To optimize patient outcomes, ECPR must be initiated within 60 minutes of the patient’s collapse or cardiac arrest.

What are the training and staffing requirements for implementing ECPR in a hospital setting?

To implement ECPR in a hospital, you need a well-trained team that includes specialists in ECMO, critical care, and emergency medicine, all of whom are ready to work together seamlessly and efficiently. Plus, ongoing training and regular simulations are key to keeping everyone sharp and confident when seconds count.

How cost-effective is ECPR compared to standard resuscitation techniques?

ECPR is generally more cost-effective than standard resuscitation techniques because it requires specialized equipment and highly trained staff. However, in carefully selected patients, its potential to improve survival and neurological outcomes can make it cost-effective by reducing long-term healthcare needs and improving quality of life.

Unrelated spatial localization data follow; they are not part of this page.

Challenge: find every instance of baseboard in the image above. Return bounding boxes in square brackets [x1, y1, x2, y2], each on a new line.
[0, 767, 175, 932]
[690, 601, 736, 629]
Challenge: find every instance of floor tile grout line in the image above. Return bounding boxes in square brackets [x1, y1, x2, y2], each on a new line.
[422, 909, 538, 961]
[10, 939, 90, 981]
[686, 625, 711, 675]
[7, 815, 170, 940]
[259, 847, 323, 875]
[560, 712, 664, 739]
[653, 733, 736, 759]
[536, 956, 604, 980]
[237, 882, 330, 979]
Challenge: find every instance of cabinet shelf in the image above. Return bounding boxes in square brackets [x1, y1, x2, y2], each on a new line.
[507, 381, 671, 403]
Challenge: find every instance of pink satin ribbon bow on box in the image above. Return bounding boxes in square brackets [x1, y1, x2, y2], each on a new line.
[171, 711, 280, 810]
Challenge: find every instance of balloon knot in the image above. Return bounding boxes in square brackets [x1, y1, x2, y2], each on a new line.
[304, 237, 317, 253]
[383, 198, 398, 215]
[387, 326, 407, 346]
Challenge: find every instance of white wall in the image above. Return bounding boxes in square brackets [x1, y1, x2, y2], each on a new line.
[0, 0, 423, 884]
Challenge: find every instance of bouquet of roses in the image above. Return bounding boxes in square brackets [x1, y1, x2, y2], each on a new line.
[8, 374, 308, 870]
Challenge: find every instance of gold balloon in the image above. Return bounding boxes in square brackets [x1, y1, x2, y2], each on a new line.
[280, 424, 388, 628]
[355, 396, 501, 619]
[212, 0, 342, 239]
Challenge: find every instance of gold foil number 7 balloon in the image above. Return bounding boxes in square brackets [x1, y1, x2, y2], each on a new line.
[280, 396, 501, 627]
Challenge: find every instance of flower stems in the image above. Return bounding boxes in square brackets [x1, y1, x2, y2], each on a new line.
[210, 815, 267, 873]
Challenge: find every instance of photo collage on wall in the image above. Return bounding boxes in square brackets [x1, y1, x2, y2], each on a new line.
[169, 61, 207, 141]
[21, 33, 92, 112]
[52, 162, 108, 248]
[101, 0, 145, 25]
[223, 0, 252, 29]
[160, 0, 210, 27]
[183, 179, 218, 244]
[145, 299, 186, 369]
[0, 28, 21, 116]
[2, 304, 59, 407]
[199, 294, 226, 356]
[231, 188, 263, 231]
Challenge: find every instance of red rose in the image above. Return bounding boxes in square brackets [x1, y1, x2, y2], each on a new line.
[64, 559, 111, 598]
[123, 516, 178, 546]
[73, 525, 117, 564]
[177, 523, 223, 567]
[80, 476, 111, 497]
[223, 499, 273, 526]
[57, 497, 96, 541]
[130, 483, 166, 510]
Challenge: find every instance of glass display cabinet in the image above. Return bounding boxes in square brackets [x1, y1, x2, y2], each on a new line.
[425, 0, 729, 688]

What are the signs of life for ECPR patients?

Signs of life for ECPR patients include organized heart rhythms, such as a pulse or spontaneous circulation, purposeful movements, and occasionally, breathing efforts during resuscitation. These indicators suggest that the patient’s body is responding and that ECPR could help support recovery.

What are the long-term neurological and functional outcomes for patients who receive ECPR?

Long-term neurological and functional outcomes for ECPR patients can be encouraging, especially when treatment begins early and the patient is carefully selected. Many survivors regain good brain function and quality of life, but outcomes can vary based on factors such as downtime before ECMO, age, and underlying health conditions.